É que, segundo um estudo da Organização das Nações Unidas para a Alimentação e Agricultura, os onze países implicados na construção da muralha verde — Burkina Faso, Djibouti, Eritreia, Etiópia, Mali, Mauritânia, Niger, Nigéria, Senegal, Sudão e Chad — perdem uma média de 1.712 milhões de hectares de floresta por ano, o equivalente a 34 Espanhas.

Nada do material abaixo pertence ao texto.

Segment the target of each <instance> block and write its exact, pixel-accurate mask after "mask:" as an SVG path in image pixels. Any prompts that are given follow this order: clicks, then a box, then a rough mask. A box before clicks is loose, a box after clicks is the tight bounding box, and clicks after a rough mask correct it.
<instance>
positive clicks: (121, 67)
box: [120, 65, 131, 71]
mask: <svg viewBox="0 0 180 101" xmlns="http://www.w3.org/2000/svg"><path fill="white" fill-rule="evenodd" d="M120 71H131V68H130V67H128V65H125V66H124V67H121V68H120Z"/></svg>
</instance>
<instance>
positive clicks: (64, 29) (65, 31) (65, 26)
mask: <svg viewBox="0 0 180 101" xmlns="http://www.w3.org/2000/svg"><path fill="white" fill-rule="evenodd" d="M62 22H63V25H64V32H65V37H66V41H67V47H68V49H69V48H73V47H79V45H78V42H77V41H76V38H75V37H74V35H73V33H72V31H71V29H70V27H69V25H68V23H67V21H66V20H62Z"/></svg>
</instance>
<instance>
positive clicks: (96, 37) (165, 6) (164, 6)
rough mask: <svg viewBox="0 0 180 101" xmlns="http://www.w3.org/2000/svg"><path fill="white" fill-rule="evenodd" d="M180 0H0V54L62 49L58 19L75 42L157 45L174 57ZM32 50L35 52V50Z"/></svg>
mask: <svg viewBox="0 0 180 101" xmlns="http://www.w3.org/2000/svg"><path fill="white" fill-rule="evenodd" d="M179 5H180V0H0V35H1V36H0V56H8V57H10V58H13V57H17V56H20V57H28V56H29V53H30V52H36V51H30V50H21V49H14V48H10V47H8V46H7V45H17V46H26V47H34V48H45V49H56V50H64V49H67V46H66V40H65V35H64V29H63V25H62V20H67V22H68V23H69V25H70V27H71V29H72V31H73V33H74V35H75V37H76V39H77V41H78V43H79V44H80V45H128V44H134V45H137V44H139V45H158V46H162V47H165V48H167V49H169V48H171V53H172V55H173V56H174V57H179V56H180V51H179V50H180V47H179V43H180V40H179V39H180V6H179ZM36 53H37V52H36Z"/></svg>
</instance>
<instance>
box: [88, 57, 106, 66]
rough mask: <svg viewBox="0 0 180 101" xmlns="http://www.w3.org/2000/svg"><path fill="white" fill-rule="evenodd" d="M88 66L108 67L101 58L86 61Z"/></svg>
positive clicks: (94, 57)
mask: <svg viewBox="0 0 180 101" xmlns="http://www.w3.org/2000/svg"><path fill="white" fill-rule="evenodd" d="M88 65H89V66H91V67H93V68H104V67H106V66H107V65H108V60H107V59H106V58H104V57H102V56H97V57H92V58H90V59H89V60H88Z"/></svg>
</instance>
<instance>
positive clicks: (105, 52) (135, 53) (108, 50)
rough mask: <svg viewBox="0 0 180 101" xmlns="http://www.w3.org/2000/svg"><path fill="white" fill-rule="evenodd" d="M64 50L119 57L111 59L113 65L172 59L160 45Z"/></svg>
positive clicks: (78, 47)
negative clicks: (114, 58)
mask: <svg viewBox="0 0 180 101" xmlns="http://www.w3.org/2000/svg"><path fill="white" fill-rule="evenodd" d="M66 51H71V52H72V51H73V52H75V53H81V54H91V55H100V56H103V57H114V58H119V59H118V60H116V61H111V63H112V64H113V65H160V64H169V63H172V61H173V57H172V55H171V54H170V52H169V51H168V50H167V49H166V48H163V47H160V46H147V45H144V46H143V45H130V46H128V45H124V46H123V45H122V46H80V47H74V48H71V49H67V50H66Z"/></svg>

A solução para muitos problemas

Em Sahel — região entre o deserto do Sahara e as terras mais férteis a sul — habitam quase 500 milhões de pessoas. Mas as alterações climáticas e a aridez tornam cada vez mais difícil a agricultura…

A falta de oportunidades económicas em Sahel é outra das razões pela qual muitos africanos decidem emigrar para a Europa ou ajudam na propaganda do extremismo islâmico. Grupos como a Al Qaeda, o Boko Haram e o Magreb Islâmico aproveitam-se dos jovens agricultores desesperados por uma vida melhor.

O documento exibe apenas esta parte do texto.